You may have a fresh start any moment you choose, for this thing we call "failure" is not the falling down, but the staying down.
The mood has turned cautious as we kick off the second quarter of 2012 after one of the best first quarters in history. Many pundits believe we are long overdue for some pullbacks, and with the first quarter now over and seasonality turning negative the conditions are ripe for profit-taking to accelerate.
Interestingly, the end of the first quarter saw little in the way of window dressing. We had four fairly poor days, and many of the key leadership stocks such as Apple (AAPL), Priceline (PCLN) and Google (GOOG) finished on a weak note.

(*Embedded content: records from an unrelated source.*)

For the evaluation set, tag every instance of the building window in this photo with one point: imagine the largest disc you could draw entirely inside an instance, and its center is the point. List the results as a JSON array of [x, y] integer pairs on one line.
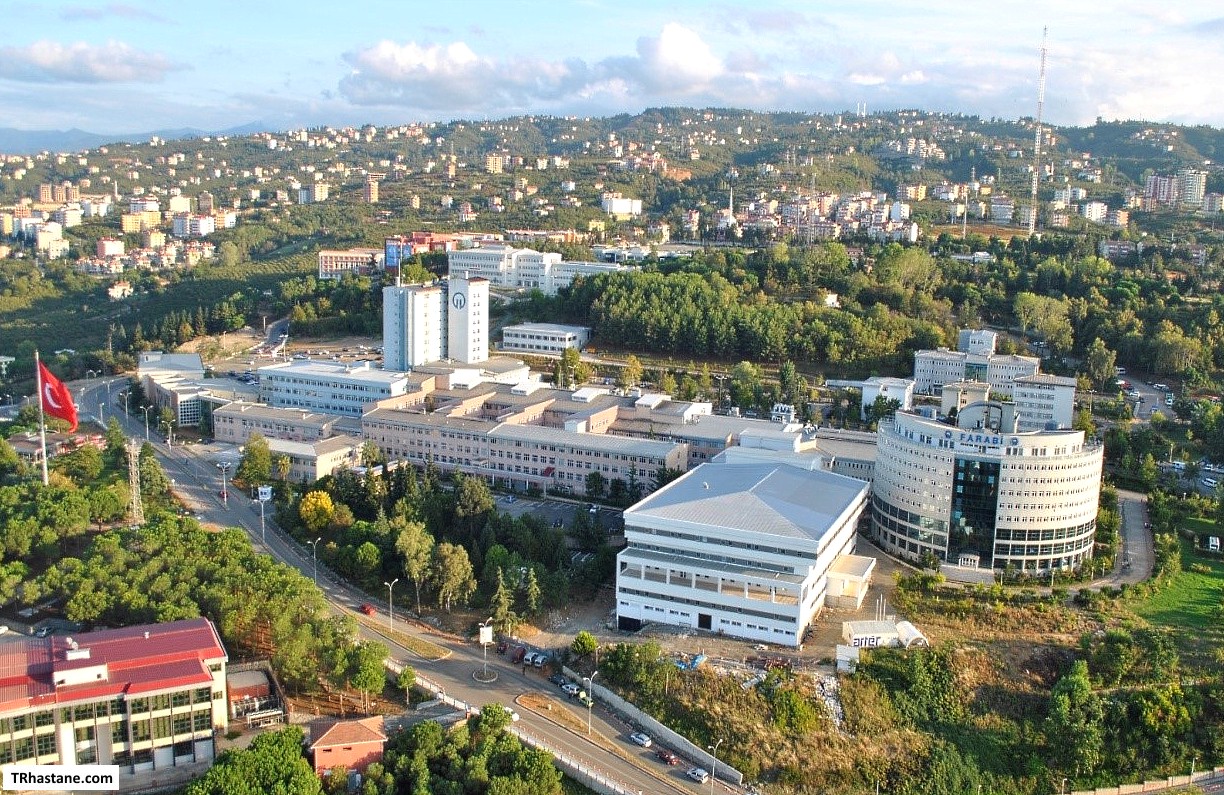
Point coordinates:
[[47, 744]]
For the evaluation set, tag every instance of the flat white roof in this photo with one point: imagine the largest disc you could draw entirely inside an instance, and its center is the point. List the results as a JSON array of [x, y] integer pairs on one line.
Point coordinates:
[[335, 371], [548, 328]]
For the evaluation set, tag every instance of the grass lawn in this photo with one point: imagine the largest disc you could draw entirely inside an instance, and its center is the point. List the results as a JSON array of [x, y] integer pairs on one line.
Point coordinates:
[[1191, 599]]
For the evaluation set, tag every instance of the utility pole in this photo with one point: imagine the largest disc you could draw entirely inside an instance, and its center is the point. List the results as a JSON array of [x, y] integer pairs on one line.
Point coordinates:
[[1037, 137]]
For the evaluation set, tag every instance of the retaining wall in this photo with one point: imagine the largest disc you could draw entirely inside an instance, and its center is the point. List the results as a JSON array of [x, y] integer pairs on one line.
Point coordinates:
[[659, 732]]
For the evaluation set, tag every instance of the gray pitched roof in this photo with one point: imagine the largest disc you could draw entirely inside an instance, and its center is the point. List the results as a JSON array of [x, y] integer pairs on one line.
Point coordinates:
[[775, 499]]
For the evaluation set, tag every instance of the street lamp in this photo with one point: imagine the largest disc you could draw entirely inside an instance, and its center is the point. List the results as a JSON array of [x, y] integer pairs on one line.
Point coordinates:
[[391, 604], [224, 467], [590, 698], [485, 637], [313, 558]]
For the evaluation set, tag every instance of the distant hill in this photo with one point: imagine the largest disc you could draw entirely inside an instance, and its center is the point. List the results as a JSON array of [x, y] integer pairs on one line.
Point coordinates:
[[32, 141]]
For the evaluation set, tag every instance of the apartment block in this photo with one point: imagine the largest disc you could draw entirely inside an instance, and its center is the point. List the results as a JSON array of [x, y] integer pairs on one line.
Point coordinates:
[[749, 550], [362, 262]]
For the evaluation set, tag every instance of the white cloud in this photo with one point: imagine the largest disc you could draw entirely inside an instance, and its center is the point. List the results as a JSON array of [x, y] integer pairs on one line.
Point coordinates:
[[82, 62]]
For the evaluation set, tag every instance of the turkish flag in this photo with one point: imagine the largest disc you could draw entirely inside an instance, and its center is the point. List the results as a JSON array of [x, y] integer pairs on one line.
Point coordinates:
[[56, 398]]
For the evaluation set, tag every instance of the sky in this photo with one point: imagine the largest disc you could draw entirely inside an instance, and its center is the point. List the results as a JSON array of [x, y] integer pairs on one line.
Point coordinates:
[[145, 65]]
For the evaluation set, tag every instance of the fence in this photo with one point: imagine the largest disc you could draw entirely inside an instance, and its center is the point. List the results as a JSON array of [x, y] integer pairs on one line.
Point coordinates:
[[1200, 778], [660, 732]]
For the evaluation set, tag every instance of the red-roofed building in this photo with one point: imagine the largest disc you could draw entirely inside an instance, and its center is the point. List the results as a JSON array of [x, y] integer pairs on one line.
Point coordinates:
[[348, 744], [142, 697]]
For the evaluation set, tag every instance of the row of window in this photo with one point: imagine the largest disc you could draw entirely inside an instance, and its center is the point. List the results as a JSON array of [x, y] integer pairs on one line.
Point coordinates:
[[708, 606]]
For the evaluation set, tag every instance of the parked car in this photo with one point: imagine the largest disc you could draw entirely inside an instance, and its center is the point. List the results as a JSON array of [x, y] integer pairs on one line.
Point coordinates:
[[698, 774]]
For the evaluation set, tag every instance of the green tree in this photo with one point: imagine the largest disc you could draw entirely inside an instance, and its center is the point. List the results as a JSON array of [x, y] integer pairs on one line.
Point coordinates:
[[1074, 723], [415, 548], [630, 373], [501, 607], [154, 483], [1098, 365], [531, 592], [273, 763], [595, 484], [367, 674], [473, 503], [255, 469], [452, 574], [316, 510], [406, 680], [584, 643]]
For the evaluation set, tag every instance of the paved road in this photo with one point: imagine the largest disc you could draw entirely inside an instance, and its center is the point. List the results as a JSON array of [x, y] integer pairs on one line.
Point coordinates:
[[198, 483], [1137, 544]]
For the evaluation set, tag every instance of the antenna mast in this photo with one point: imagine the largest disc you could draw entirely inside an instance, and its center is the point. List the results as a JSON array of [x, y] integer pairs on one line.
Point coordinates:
[[1037, 137]]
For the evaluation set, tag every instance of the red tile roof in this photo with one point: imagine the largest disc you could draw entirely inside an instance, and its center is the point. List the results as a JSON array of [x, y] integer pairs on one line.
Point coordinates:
[[129, 661], [348, 733]]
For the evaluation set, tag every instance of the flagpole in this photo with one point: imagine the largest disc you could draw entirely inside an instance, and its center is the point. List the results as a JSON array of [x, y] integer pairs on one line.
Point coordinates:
[[42, 418]]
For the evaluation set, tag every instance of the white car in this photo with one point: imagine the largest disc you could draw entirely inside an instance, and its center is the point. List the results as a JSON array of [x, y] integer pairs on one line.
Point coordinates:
[[698, 774]]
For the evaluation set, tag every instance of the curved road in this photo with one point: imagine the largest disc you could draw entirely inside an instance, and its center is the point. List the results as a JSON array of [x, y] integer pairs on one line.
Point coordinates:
[[198, 483]]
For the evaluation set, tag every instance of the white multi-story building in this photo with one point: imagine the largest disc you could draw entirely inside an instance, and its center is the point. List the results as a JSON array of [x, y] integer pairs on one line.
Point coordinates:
[[430, 323], [524, 268], [362, 262], [519, 456], [900, 389], [466, 318], [1191, 186], [746, 550], [977, 340], [187, 225], [332, 388], [939, 367], [413, 325], [1016, 499], [1094, 212], [234, 423], [544, 338], [1044, 401]]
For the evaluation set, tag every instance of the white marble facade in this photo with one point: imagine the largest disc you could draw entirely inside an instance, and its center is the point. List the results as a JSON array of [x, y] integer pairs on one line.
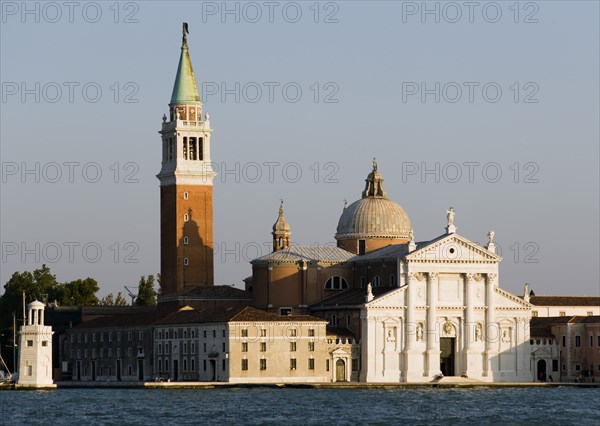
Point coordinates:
[[449, 315]]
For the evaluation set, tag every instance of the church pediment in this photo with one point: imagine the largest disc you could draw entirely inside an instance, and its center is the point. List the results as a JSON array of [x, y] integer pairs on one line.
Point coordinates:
[[506, 300], [453, 249], [392, 299]]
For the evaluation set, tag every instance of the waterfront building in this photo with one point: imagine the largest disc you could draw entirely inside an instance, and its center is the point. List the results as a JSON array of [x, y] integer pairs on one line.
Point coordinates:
[[564, 306], [418, 309], [244, 345], [35, 350]]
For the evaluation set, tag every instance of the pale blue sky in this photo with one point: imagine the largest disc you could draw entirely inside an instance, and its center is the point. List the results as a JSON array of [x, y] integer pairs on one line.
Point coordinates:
[[364, 61]]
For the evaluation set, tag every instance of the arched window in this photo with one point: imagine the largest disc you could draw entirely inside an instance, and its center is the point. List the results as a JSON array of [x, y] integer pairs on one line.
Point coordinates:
[[336, 283], [376, 281]]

There seemed to be more interest in actually locking in some good profits rather than marking up existing positions.
The most intriguing thing about the action of the past few weeks has been the strength in IPOs. Not only is there strong pricing and good action on the first day of trading, but some of the older IPOs with aggressive valuations, stocks like LinkedIn (LNKD) and Yelp (YELP), have been attracting momentum players.
For contrarian bears, this sort of action in IPOs is classic topping action. When the level of IPOs ramps up and speculative interest picks up, the first thing the bears start to talk about is the top in 2000 when the IPO market was in a frenzy. We are a long way from that level of excitement, but it is notable how IPOs have become the hottest group in the market recently.
One of the big positives the bulls have going for them is a very large faction of market players are looking for a correction. They have been hunting for a top for weeks, but we haven't seen any really aggressive selling yet. There are some cracks in the foundation as small-caps underperform and market leaders lose momentum but no signs of a major top.
The major bearish argument is that we simply can't sustain this level of action for much longer. The lopsidedness of the price movement, the never-ending dip-buying and the lack of volatility are hallmarks of an uptrend, but they have been extreme far longer than most anyone thought possible.
While this market may appear a bit tired and in need of a rest, don't expect an immediate collapse. The great likelihood is that we are going to battle it out for a while as we consolidate. We can spot warning signs that should make us a bit more cautious, but nothing that suggests overt bearishness.
Stay focused on your individual positions and manage them tightly. If they breach support or start breaking down technically, be disciplined and do some selling. If they come back and start to run again you can always rebuy them. If you have to pay a higher price, just chalk it up to the cost of insurance.
The big positive for the bulls is that more and more folks are leaning toward the downside. Such a scenario can give us some quick spikes, especially if the bears are squeezed once again.